出陣式に集まった支持者ら=三養基郡上峰町(写真の一部を画像加工しています)

■町民「現実的政策聞きたい」

 7日告示された三養基郡上峰町長選は、前回の無投票から一転、8年ぶりの選挙戦に突入した。3選を目指す現職に新人が挑む一騎打ちの構図。学校給食費の無料化予算を巡り町長派と反町長派が対立した町議会での前哨戦に続き、9600人が暮らす町の方向性を争点に、5日間の論戦が幕を開けた。
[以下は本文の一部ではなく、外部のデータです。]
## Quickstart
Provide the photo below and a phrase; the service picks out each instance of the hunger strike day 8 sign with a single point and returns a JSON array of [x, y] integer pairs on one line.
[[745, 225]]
 現職の武広勇平候補(37)は前牟田地区の老松神社で出陣式を開き、約350人(陣営発表)が集まった。今泉昌久後援会長や寺崎太彦議長が「武広候補には情熱に加え、若さと実績がある。8年前のどん底に戻してはいけない」と強調。末安伸之みやき町長や県議、市議、町議、民進党国会議員の代理者も顔を見せた。
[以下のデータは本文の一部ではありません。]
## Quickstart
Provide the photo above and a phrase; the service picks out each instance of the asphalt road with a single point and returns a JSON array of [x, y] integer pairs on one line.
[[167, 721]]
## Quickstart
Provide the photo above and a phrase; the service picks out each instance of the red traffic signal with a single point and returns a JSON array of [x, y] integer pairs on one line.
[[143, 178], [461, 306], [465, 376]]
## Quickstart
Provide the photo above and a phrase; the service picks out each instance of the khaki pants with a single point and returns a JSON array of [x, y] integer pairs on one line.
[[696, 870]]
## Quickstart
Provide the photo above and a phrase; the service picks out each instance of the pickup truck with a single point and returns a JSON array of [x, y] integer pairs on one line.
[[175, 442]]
 武広氏は「給食費無料化を公約に掲げ町民目線で議論したい。県東部こそが佐賀をけん引する唯一のエリア。活気ある上峰町を取り戻したい」と声を張り上げ、ガンバロー三唱を受けて選挙カーで街演に出た。

 町政刷新を掲げる鶴田直輝候補(66)は、後援会事務所近くの駐車場で約200人(陣営発表)を前に第一声を上げた。元町役場課長の渡邊昭秋後援会長や町議らが「役場(の雰囲気)が暗くて早期退職者が出ている。上峰に新しい風を入れよう」と訴えた。

 鶴田氏は「大好きな上峰のために、住みたい、行きたい、帰りたいまちづくりをしたい」と決意を語り、最後に右手に携帯電話を握り締め「一人10人以上に電話するぞー」と全員で三唱し気勢を上げた。3人の町議と自民党国会議員の代理人3人も駆け付けた。
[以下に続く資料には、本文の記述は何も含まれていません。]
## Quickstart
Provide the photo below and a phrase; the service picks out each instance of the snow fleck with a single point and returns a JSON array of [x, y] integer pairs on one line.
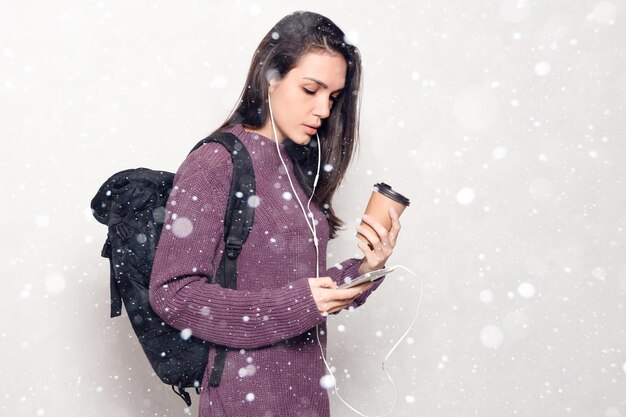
[[351, 37], [254, 201], [182, 227], [491, 336], [542, 68], [158, 214], [465, 196], [54, 283], [185, 334], [249, 370], [327, 382], [486, 296], [526, 290]]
 8年ぶりの選挙戦に、自営業の男性(40)は「立候補表明の時期が遅かっただけに、いまいち盛り上がりに欠けている。選挙に勝つための公約ではなく、現実味のある政策を聞きたい」と求めた。経営者の60代女性は「今までの対立がどうこうと言っている場合じゃない。町のリーダーにはよく現場を知ってもらい、透明性のある行政運営を希望したい」と注文した。